Hal ini diungkapkan oleh Dr. Rodney Westerlaken M.A., M.Ed., M.Si, Pendiri Yayasan Westerlaken Alliance Indonesia, saat menjadi narasumber dalam Seminar Internasional bertema “Harvesting Resilience: Navigating Food Security Challenges in a Changing Climate,” yang diadakan dalam rangka HUT Badan Kekeluargaan (BK) Fakultas Pertanian, Universitas Warmadewa di Denpasar, Jumat 5 Juli 2024.
Dr. Westerlaken mengutip data dari Inisiatif Matangi Bali yang menunjukkan bahwa sejak Oktober 2023 hingga Januari 2024, 97,5% responden mengungkapkan kecemasan tinggi terhadap perubahan iklim. Dari data tersebut, 53% khawatir tentang dampak kesehatan, sementara 47% khawatir tentang ketersediaan makanan dan air.
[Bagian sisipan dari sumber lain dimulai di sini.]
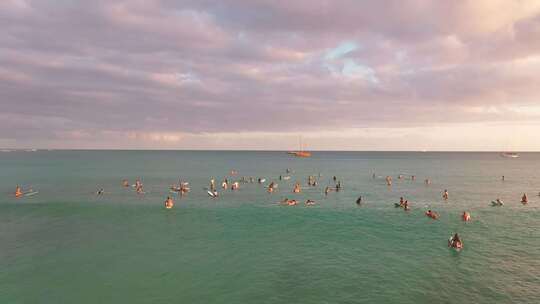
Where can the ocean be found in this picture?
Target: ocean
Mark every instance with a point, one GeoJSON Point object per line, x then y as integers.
{"type": "Point", "coordinates": [68, 245]}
“Dampak lokal yang terasa meliputi menurunnya aliran sungai di Tigawasa, Buleleng, serta meningkatnya banjir di Jembrana, Ubud, dan Renon sejak tahun 2010. Selain itu, naiknya permukaan air laut di Kabupaten Klungkung juga menjadi ancaman serius,” ujar Westerlaken.
Westerlaken menjelaskan bahwa kekeringan merupakan salah satu kekhawatiran terbesar bagi produksi padi di Bali. Konversi lahan pertanian ke penggunaan non-pertanian juga diidentifikasi sebagai ancaman besar terhadap produksi padi, dengan data statistik menunjukkan penyusutan penggunaan lahan untuk pertanian.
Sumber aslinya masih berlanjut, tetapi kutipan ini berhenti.